The Harman Kardon Nova 2.0 Wireless Bluetooth Stereo Speaker System is a serious set of spheres. The clear plastic is still there, but highlighting a futuristic jet-engine turbine-like inner core. We liked the polished aluminum accent and clever touch-sensitive but tactile buttons, visible without standing out, a nice change from so many of the hidden buttons that have you playing “find the controls” or accidentally pressing the wrong ones. However, they still can be a bit sensitive. With Bluetooth support and NFC technology, you can tap your supported phone and instantly pair, or simply use any smartphone or device with Bluetooth to stream wirelessly. Everything, from the packaging to the globes themselves, screams sleek.

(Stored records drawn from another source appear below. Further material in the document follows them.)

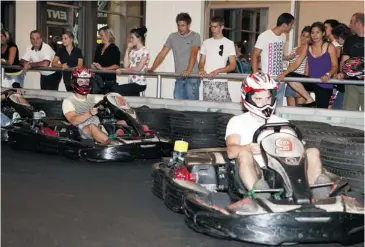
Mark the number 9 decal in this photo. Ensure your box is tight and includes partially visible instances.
[275,138,293,153]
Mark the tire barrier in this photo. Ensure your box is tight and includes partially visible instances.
[17,98,364,192]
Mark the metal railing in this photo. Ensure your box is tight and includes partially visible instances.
[1,65,364,98]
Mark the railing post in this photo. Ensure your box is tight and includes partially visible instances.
[1,67,5,86]
[156,75,162,99]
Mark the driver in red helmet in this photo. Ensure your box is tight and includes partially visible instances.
[226,73,330,199]
[62,68,119,145]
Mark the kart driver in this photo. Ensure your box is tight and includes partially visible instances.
[62,68,119,145]
[226,73,330,199]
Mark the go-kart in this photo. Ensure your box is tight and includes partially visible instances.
[152,123,364,245]
[6,90,172,162]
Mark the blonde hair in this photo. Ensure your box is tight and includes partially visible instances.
[99,26,115,43]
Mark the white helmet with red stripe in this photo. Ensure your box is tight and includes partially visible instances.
[241,72,278,119]
[342,57,365,80]
[71,68,94,95]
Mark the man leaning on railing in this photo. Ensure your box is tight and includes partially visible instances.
[20,30,62,91]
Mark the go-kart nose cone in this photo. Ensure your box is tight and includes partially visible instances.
[174,141,189,152]
[77,79,90,87]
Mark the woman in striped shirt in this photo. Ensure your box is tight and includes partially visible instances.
[285,26,314,107]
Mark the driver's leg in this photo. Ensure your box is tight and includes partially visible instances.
[237,150,259,190]
[82,124,109,143]
[306,148,331,199]
[306,148,322,185]
[237,150,270,198]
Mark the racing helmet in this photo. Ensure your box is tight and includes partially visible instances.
[241,72,278,119]
[71,68,94,95]
[342,57,365,80]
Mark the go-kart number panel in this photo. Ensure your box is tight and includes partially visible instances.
[262,132,304,158]
[9,93,30,106]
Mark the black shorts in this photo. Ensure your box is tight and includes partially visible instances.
[303,83,333,109]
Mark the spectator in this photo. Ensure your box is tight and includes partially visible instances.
[1,29,24,87]
[150,13,200,100]
[337,13,364,111]
[332,23,352,110]
[199,16,236,102]
[52,31,83,92]
[285,26,314,106]
[279,22,338,108]
[20,30,61,90]
[251,13,294,106]
[113,26,150,96]
[93,26,120,84]
[324,19,345,109]
[332,23,352,47]
[234,41,251,74]
[324,19,341,58]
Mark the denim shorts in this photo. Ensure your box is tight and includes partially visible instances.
[285,84,297,98]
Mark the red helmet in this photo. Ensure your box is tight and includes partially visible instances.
[241,73,278,119]
[342,57,365,80]
[71,68,94,95]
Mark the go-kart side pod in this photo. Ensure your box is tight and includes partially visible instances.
[184,193,364,245]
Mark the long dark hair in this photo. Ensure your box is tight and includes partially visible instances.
[1,28,14,44]
[309,21,327,43]
[130,26,147,45]
[61,30,75,47]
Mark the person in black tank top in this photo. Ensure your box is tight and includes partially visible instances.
[52,31,83,92]
[1,29,24,87]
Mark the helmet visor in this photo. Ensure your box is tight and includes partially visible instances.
[246,90,277,108]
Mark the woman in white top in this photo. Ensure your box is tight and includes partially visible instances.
[284,26,310,107]
[113,26,150,96]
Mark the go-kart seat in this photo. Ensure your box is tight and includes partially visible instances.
[185,148,230,166]
[42,118,81,140]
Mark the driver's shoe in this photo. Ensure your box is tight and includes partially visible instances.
[99,139,121,146]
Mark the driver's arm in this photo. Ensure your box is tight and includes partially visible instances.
[226,134,251,159]
[62,99,93,126]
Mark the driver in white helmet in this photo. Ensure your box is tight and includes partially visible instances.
[62,68,119,145]
[226,73,330,198]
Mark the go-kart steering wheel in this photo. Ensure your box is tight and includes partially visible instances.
[252,122,303,143]
[1,89,17,97]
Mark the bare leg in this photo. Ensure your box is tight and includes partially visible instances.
[117,120,128,126]
[295,96,306,105]
[306,148,323,185]
[286,97,295,107]
[288,82,314,104]
[82,124,109,143]
[238,150,259,190]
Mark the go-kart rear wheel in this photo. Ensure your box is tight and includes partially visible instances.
[151,163,165,200]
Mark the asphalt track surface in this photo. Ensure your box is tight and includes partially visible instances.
[1,145,363,247]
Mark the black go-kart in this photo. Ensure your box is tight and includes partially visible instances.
[152,123,364,245]
[2,89,173,162]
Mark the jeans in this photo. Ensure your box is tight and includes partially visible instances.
[174,78,200,100]
[3,73,24,88]
[276,83,286,106]
[1,113,10,127]
[332,92,344,110]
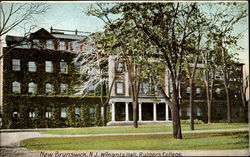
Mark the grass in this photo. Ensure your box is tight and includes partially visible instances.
[43,123,248,135]
[21,131,249,150]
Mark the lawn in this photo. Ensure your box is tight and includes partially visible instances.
[43,123,248,135]
[21,131,249,150]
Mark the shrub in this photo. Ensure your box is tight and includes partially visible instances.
[181,119,204,124]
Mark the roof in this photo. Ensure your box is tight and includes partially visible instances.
[5,35,27,46]
[51,34,87,40]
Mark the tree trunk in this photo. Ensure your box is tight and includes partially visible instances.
[225,84,231,124]
[189,79,194,130]
[172,79,182,139]
[133,101,138,128]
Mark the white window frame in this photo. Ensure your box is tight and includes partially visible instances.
[28,61,37,72]
[45,61,53,72]
[59,41,66,50]
[60,60,68,72]
[74,62,81,72]
[186,87,191,94]
[28,82,37,94]
[29,109,36,118]
[60,107,67,118]
[116,81,124,94]
[89,106,96,119]
[46,39,54,50]
[75,106,81,118]
[33,39,41,48]
[195,87,201,95]
[12,81,21,93]
[60,83,68,94]
[45,106,52,118]
[45,83,53,94]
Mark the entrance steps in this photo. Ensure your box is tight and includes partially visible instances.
[107,121,172,126]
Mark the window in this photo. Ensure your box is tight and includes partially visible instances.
[197,107,202,116]
[75,62,81,72]
[45,61,53,72]
[75,107,81,118]
[45,83,52,94]
[28,61,36,72]
[72,41,80,51]
[45,107,52,118]
[117,62,123,73]
[89,106,95,119]
[46,40,53,50]
[12,109,20,120]
[215,88,221,96]
[28,82,36,93]
[33,39,41,48]
[196,88,201,96]
[116,82,124,94]
[12,81,21,93]
[29,109,36,118]
[59,41,66,50]
[60,59,68,72]
[68,42,72,51]
[169,84,173,93]
[186,87,190,95]
[61,107,67,118]
[141,82,150,94]
[12,59,21,71]
[60,83,68,93]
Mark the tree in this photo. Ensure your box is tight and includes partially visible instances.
[207,3,248,124]
[0,3,49,122]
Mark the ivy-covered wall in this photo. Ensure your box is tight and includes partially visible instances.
[181,100,248,123]
[1,48,110,128]
[3,95,110,128]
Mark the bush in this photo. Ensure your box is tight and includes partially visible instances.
[181,119,204,124]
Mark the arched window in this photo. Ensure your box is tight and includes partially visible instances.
[45,83,52,94]
[12,81,21,93]
[215,88,221,95]
[28,82,36,93]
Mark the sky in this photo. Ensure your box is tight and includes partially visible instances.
[3,2,249,67]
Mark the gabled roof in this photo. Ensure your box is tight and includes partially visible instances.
[30,28,86,40]
[30,28,54,39]
[5,35,25,46]
[51,33,86,40]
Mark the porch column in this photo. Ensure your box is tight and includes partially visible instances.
[111,102,115,121]
[139,103,142,121]
[153,103,156,121]
[165,103,169,121]
[125,102,129,121]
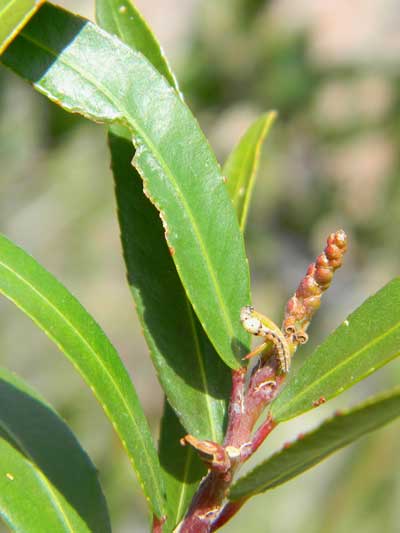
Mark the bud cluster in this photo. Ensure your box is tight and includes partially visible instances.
[282,230,347,353]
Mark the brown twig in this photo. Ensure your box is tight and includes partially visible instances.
[175,230,347,533]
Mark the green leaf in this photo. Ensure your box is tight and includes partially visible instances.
[97,0,230,442]
[3,4,250,368]
[229,388,400,500]
[0,235,164,516]
[271,278,400,422]
[109,127,231,442]
[223,111,276,231]
[96,0,178,90]
[0,0,44,54]
[0,438,90,533]
[159,402,207,533]
[0,368,111,533]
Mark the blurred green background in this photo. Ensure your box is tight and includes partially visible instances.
[0,0,400,533]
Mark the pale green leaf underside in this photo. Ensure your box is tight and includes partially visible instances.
[0,0,44,54]
[0,236,164,516]
[229,388,400,500]
[159,402,206,533]
[222,111,276,231]
[0,438,90,533]
[2,4,250,368]
[0,368,111,533]
[96,0,178,90]
[271,278,400,421]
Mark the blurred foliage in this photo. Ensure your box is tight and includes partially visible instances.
[0,0,400,533]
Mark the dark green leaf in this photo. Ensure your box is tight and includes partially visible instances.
[0,368,111,533]
[96,0,178,89]
[229,388,400,500]
[223,111,276,231]
[3,4,250,368]
[0,438,90,533]
[271,278,400,422]
[0,236,164,516]
[159,402,206,533]
[97,0,230,442]
[110,127,230,442]
[0,0,44,54]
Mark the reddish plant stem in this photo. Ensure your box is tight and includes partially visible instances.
[176,364,283,533]
[152,515,166,533]
[177,230,347,533]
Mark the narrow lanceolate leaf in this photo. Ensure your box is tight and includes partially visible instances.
[96,0,178,89]
[97,0,230,440]
[110,127,230,442]
[223,111,276,231]
[0,368,111,533]
[271,278,400,422]
[159,402,206,533]
[0,0,44,54]
[229,388,400,500]
[0,236,164,516]
[0,437,91,533]
[2,4,250,368]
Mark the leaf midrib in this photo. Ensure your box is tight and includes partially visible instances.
[33,467,74,533]
[278,322,400,418]
[0,0,14,17]
[185,296,217,441]
[175,448,194,521]
[0,260,163,507]
[20,27,234,356]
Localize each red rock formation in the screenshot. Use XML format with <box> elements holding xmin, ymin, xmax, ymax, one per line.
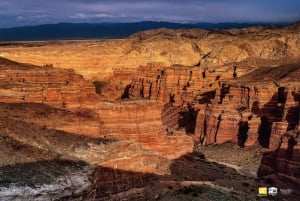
<box><xmin>0</xmin><ymin>59</ymin><xmax>99</xmax><ymax>109</ymax></box>
<box><xmin>97</xmin><ymin>100</ymin><xmax>193</xmax><ymax>158</ymax></box>
<box><xmin>258</xmin><ymin>130</ymin><xmax>300</xmax><ymax>186</ymax></box>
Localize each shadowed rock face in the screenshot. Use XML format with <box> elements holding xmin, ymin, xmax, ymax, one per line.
<box><xmin>0</xmin><ymin>21</ymin><xmax>300</xmax><ymax>200</ymax></box>
<box><xmin>0</xmin><ymin>24</ymin><xmax>300</xmax><ymax>80</ymax></box>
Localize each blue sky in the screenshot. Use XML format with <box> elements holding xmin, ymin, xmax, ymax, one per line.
<box><xmin>0</xmin><ymin>0</ymin><xmax>300</xmax><ymax>27</ymax></box>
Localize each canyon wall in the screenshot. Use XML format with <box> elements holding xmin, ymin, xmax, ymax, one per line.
<box><xmin>0</xmin><ymin>25</ymin><xmax>300</xmax><ymax>80</ymax></box>
<box><xmin>97</xmin><ymin>100</ymin><xmax>193</xmax><ymax>159</ymax></box>
<box><xmin>258</xmin><ymin>130</ymin><xmax>300</xmax><ymax>186</ymax></box>
<box><xmin>123</xmin><ymin>63</ymin><xmax>300</xmax><ymax>149</ymax></box>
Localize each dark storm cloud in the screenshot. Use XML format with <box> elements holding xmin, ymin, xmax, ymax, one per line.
<box><xmin>0</xmin><ymin>0</ymin><xmax>300</xmax><ymax>27</ymax></box>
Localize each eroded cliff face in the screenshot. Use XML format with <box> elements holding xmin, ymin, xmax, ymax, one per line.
<box><xmin>0</xmin><ymin>24</ymin><xmax>300</xmax><ymax>80</ymax></box>
<box><xmin>0</xmin><ymin>23</ymin><xmax>300</xmax><ymax>200</ymax></box>
<box><xmin>0</xmin><ymin>58</ymin><xmax>99</xmax><ymax>109</ymax></box>
<box><xmin>258</xmin><ymin>130</ymin><xmax>300</xmax><ymax>186</ymax></box>
<box><xmin>97</xmin><ymin>100</ymin><xmax>194</xmax><ymax>159</ymax></box>
<box><xmin>121</xmin><ymin>60</ymin><xmax>300</xmax><ymax>149</ymax></box>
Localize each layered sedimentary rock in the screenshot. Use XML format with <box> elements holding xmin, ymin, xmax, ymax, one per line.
<box><xmin>0</xmin><ymin>58</ymin><xmax>99</xmax><ymax>109</ymax></box>
<box><xmin>258</xmin><ymin>130</ymin><xmax>300</xmax><ymax>185</ymax></box>
<box><xmin>97</xmin><ymin>100</ymin><xmax>193</xmax><ymax>158</ymax></box>
<box><xmin>97</xmin><ymin>100</ymin><xmax>193</xmax><ymax>158</ymax></box>
<box><xmin>0</xmin><ymin>24</ymin><xmax>300</xmax><ymax>80</ymax></box>
<box><xmin>123</xmin><ymin>60</ymin><xmax>300</xmax><ymax>149</ymax></box>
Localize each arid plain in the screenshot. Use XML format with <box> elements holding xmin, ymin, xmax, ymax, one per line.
<box><xmin>0</xmin><ymin>22</ymin><xmax>300</xmax><ymax>200</ymax></box>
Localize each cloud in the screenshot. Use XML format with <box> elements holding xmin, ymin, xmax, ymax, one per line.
<box><xmin>0</xmin><ymin>0</ymin><xmax>300</xmax><ymax>27</ymax></box>
<box><xmin>17</xmin><ymin>15</ymin><xmax>25</xmax><ymax>21</ymax></box>
<box><xmin>69</xmin><ymin>13</ymin><xmax>118</xmax><ymax>19</ymax></box>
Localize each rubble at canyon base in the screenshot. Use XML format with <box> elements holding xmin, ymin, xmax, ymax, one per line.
<box><xmin>0</xmin><ymin>23</ymin><xmax>300</xmax><ymax>200</ymax></box>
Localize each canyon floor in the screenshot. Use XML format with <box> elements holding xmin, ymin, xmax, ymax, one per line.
<box><xmin>0</xmin><ymin>22</ymin><xmax>300</xmax><ymax>201</ymax></box>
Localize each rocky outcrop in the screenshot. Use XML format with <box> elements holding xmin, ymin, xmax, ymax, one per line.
<box><xmin>123</xmin><ymin>61</ymin><xmax>300</xmax><ymax>149</ymax></box>
<box><xmin>258</xmin><ymin>130</ymin><xmax>300</xmax><ymax>185</ymax></box>
<box><xmin>0</xmin><ymin>58</ymin><xmax>99</xmax><ymax>109</ymax></box>
<box><xmin>97</xmin><ymin>100</ymin><xmax>193</xmax><ymax>158</ymax></box>
<box><xmin>0</xmin><ymin>25</ymin><xmax>300</xmax><ymax>80</ymax></box>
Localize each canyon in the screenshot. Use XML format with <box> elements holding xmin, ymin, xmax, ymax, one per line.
<box><xmin>0</xmin><ymin>22</ymin><xmax>300</xmax><ymax>200</ymax></box>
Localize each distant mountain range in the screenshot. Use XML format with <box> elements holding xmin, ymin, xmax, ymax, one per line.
<box><xmin>0</xmin><ymin>21</ymin><xmax>286</xmax><ymax>41</ymax></box>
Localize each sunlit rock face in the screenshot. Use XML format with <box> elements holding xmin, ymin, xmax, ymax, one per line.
<box><xmin>0</xmin><ymin>22</ymin><xmax>300</xmax><ymax>200</ymax></box>
<box><xmin>0</xmin><ymin>24</ymin><xmax>300</xmax><ymax>80</ymax></box>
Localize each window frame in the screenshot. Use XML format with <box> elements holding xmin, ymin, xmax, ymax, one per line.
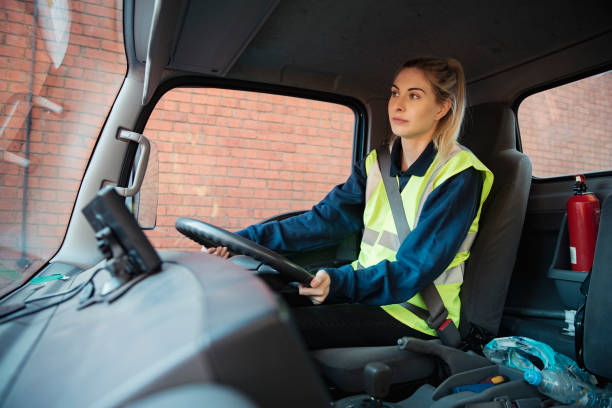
<box><xmin>117</xmin><ymin>76</ymin><xmax>368</xmax><ymax>220</ymax></box>
<box><xmin>511</xmin><ymin>63</ymin><xmax>612</xmax><ymax>184</ymax></box>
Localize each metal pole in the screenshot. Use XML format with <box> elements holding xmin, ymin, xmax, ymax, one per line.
<box><xmin>17</xmin><ymin>0</ymin><xmax>38</xmax><ymax>269</ymax></box>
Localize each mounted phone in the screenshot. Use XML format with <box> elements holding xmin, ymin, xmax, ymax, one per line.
<box><xmin>83</xmin><ymin>186</ymin><xmax>161</xmax><ymax>275</ymax></box>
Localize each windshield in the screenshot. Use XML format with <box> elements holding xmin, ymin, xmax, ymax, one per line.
<box><xmin>0</xmin><ymin>0</ymin><xmax>127</xmax><ymax>294</ymax></box>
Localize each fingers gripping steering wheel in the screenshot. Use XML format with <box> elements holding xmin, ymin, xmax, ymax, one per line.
<box><xmin>174</xmin><ymin>217</ymin><xmax>313</xmax><ymax>285</ymax></box>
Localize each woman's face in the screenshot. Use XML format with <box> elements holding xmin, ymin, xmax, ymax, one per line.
<box><xmin>389</xmin><ymin>68</ymin><xmax>450</xmax><ymax>140</ymax></box>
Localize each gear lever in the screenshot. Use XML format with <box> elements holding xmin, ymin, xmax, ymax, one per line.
<box><xmin>363</xmin><ymin>362</ymin><xmax>391</xmax><ymax>408</ymax></box>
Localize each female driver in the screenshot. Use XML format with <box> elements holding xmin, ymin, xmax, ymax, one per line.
<box><xmin>208</xmin><ymin>58</ymin><xmax>493</xmax><ymax>348</ymax></box>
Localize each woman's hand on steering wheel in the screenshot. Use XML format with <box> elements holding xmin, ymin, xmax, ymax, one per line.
<box><xmin>299</xmin><ymin>269</ymin><xmax>331</xmax><ymax>305</ymax></box>
<box><xmin>202</xmin><ymin>247</ymin><xmax>230</xmax><ymax>259</ymax></box>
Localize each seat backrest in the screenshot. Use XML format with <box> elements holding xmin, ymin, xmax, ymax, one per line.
<box><xmin>582</xmin><ymin>196</ymin><xmax>612</xmax><ymax>380</ymax></box>
<box><xmin>459</xmin><ymin>104</ymin><xmax>531</xmax><ymax>336</ymax></box>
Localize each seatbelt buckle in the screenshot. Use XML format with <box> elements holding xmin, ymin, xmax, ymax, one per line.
<box><xmin>436</xmin><ymin>319</ymin><xmax>461</xmax><ymax>348</ymax></box>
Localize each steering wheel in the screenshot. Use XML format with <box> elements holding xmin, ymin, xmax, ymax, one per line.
<box><xmin>174</xmin><ymin>217</ymin><xmax>313</xmax><ymax>285</ymax></box>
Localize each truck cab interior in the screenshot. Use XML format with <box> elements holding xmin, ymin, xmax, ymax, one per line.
<box><xmin>0</xmin><ymin>0</ymin><xmax>612</xmax><ymax>407</ymax></box>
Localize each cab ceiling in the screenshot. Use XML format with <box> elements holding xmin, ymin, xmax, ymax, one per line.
<box><xmin>145</xmin><ymin>0</ymin><xmax>612</xmax><ymax>103</ymax></box>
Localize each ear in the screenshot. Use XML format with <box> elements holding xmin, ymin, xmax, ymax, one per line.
<box><xmin>435</xmin><ymin>99</ymin><xmax>451</xmax><ymax>120</ymax></box>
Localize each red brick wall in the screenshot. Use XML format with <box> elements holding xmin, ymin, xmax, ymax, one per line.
<box><xmin>0</xmin><ymin>0</ymin><xmax>126</xmax><ymax>288</ymax></box>
<box><xmin>145</xmin><ymin>88</ymin><xmax>354</xmax><ymax>249</ymax></box>
<box><xmin>518</xmin><ymin>72</ymin><xmax>612</xmax><ymax>177</ymax></box>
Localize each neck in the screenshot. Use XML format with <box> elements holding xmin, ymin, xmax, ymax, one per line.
<box><xmin>401</xmin><ymin>138</ymin><xmax>431</xmax><ymax>171</ymax></box>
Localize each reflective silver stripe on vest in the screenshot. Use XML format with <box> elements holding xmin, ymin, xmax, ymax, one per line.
<box><xmin>357</xmin><ymin>145</ymin><xmax>476</xmax><ymax>270</ymax></box>
<box><xmin>361</xmin><ymin>227</ymin><xmax>378</xmax><ymax>246</ymax></box>
<box><xmin>378</xmin><ymin>231</ymin><xmax>400</xmax><ymax>252</ymax></box>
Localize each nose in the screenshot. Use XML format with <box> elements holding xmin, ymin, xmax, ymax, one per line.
<box><xmin>393</xmin><ymin>96</ymin><xmax>406</xmax><ymax>112</ymax></box>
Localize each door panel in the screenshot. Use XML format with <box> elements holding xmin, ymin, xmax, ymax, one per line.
<box><xmin>501</xmin><ymin>173</ymin><xmax>612</xmax><ymax>357</ymax></box>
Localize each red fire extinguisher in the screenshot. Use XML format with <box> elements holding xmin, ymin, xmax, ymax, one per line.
<box><xmin>567</xmin><ymin>175</ymin><xmax>601</xmax><ymax>272</ymax></box>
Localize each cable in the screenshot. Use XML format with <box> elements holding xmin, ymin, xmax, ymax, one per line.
<box><xmin>0</xmin><ymin>268</ymin><xmax>106</xmax><ymax>324</ymax></box>
<box><xmin>23</xmin><ymin>282</ymin><xmax>89</xmax><ymax>304</ymax></box>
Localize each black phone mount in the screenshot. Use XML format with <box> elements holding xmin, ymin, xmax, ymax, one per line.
<box><xmin>83</xmin><ymin>186</ymin><xmax>161</xmax><ymax>296</ymax></box>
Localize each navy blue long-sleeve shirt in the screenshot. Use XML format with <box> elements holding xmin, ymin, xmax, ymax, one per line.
<box><xmin>237</xmin><ymin>140</ymin><xmax>483</xmax><ymax>305</ymax></box>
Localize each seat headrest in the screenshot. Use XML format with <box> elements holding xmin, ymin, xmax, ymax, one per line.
<box><xmin>459</xmin><ymin>103</ymin><xmax>516</xmax><ymax>164</ymax></box>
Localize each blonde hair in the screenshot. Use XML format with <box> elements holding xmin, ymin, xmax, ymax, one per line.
<box><xmin>394</xmin><ymin>57</ymin><xmax>466</xmax><ymax>160</ymax></box>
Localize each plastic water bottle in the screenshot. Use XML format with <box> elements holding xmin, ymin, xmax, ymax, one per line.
<box><xmin>524</xmin><ymin>369</ymin><xmax>612</xmax><ymax>408</ymax></box>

These do take up a lot more space on your desk than the SoundSticks, and they aren’t really portable though. They’re perfect conversation pieces, though, with far more presence than many 2.0 systems, suitable for bookshelf use, sitting on a bedroom table, or even using as part of your home entertainment system (mostly for music rather than cinema). There is a cute rubber stand of sorts, and the tilt of the speakers makes them easy to place. Analog 3.5 mm inputs are provided, but more unusual is the optical input, a nice bonus that we put to good use. At 40 watts of power, this isn’t a party box, but can belt out some tunes thanks to dual drivers, a 2.5-inch midrange cone and a 1.25-inch tweeter. Lest you think the package is somehow magically completely wireless, as with every system we’ve seen or tried you will need to string a wire between the speakers themselves, as well as supply them with power via the included cable.
Beyond the cool form factor and stylish design, the audio performance is great, but not quite as impressive as we wanted to hear for the price. They are quite good for their size, though, and offer a pretty solid amount of bass considering the passive radiators and materials (wood tends to add resonance, as you might expect, these sound a little less analog and more synthetic, better for modern than classical music in general). We never were transported with these, though they performed more than admirably on any rock or pop track we tried, and even the pretty tough new Highasakite song Soldiers sounded big, brash, and bold with clear vocals and a nice mid. Compared to other recent options, like the Luna Eclipse, they feel slightly classier and more compact but at a higher price and with a bit less richness to the sound. Of course, the Focal XS Wireless set is even pricier still, and we did like the white and black options that the Harmon Kardon Nova 2.0 brought to the table. Available now online and in stores for around $300, and perfect for anyone with a taste for modern looks.